O Cerrado, o segundo maior bioma do país depois da Floresta Amazônica, já perdeu 46% de sua cobertura original. Ele é considerado um dos ecossistemas com maior biodiversidade do mundo.
É a primeira vez que uma pesquisa avalia os impactos sobre os diferentes tipos de vegetação desse bioma, composto por um mosaico de formações campestres que se assemelham a um gramado natural com poucas árvores; por savanas, que misturam arbustos e árvores; e formações florestais, que têm árvores mais altas e densas.
– Os resultados surpreenderam ao indicar os impactos significativos não somente da conversão de formações florestais, mas também das formações savânicas e campestres, que recebem menos atenção quanto à sua conservação e relevância para a estabilidade climática – afirma Mercedes Bustamante, professora da Universidade de Brasília (UnB) e uma das autoras do estudo, em entrevista à agência alemã de notícias Deutsche Welle (DW).
A análise indicou que as regiões no Cerrado que abrigavam florestas e deram lugar a plantações e pastos sofreram os danos mais críticos. Em cidades do oeste baiano e do norte de Minas Gerais, onde a temperatura já é alta, a média saltou de 31,8 °C para 33,9 °C no período avaliado. Ao mesmo tempo, a queda média anual do volume de água bombeada para a atmosfera foi de até 44%.
Importância biológica
Para chegar ao resultado, os pesquisadores combinaram dados obtidos pelo satélite MODIS, informações sobre o uso da terra e mapas de cobertura vegetal dos anos de 2006 a 2019.
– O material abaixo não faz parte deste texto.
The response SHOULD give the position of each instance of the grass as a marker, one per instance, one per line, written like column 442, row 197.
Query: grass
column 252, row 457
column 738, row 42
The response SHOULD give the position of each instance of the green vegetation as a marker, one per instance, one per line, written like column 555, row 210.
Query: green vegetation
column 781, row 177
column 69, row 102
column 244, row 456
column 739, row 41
A substituição das savanas por plantações ou pasto levou a um aumento médio de 1,9 °C em regiões do Cerrado e queda de até 27% na umidade média anual. No caso das formações campestres, a alta no termômetro foi de até 0,4 °C e a queda na evapotranspiração média anual foi de 15%.
– Quando comparamos as diferentes formações vegetais do Cerrado, os impactos são maiores quando convertemos florestas em pastos e plantações. No entanto, a conversão de savanas é maior em termos de área e, por isso, também tem um peso significativo nos resultados – ressalta Bustamante.
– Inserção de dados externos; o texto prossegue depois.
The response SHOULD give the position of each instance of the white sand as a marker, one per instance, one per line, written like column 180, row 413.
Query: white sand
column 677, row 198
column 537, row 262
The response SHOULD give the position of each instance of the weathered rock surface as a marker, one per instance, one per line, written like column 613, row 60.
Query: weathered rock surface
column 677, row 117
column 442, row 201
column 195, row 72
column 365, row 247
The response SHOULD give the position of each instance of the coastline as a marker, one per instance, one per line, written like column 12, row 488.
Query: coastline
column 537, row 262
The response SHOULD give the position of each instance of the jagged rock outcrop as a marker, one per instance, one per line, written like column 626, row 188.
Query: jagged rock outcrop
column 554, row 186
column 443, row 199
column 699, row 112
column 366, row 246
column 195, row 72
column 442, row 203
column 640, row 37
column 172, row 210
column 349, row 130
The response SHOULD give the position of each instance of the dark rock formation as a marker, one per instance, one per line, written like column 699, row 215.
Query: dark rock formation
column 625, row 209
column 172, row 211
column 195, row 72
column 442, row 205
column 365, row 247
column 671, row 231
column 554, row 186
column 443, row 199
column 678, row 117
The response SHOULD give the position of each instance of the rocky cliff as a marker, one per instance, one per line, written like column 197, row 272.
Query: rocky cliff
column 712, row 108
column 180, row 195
Análises apontam que a maior parte da cobertura original do Cerrado, 57%, era de savana. Em 2019, último ano a ser considerado no estudo, essa vegetação foi a mais desmatada no bioma, correspondendo a 61% do total medido, seguido por formações florestais (20%) e campestre (19%). Naquele ano, o desmatamento registrado pelo Instituto Nacional de Pesquisas Espaciais (Inpe) foi de 6,5 mil km².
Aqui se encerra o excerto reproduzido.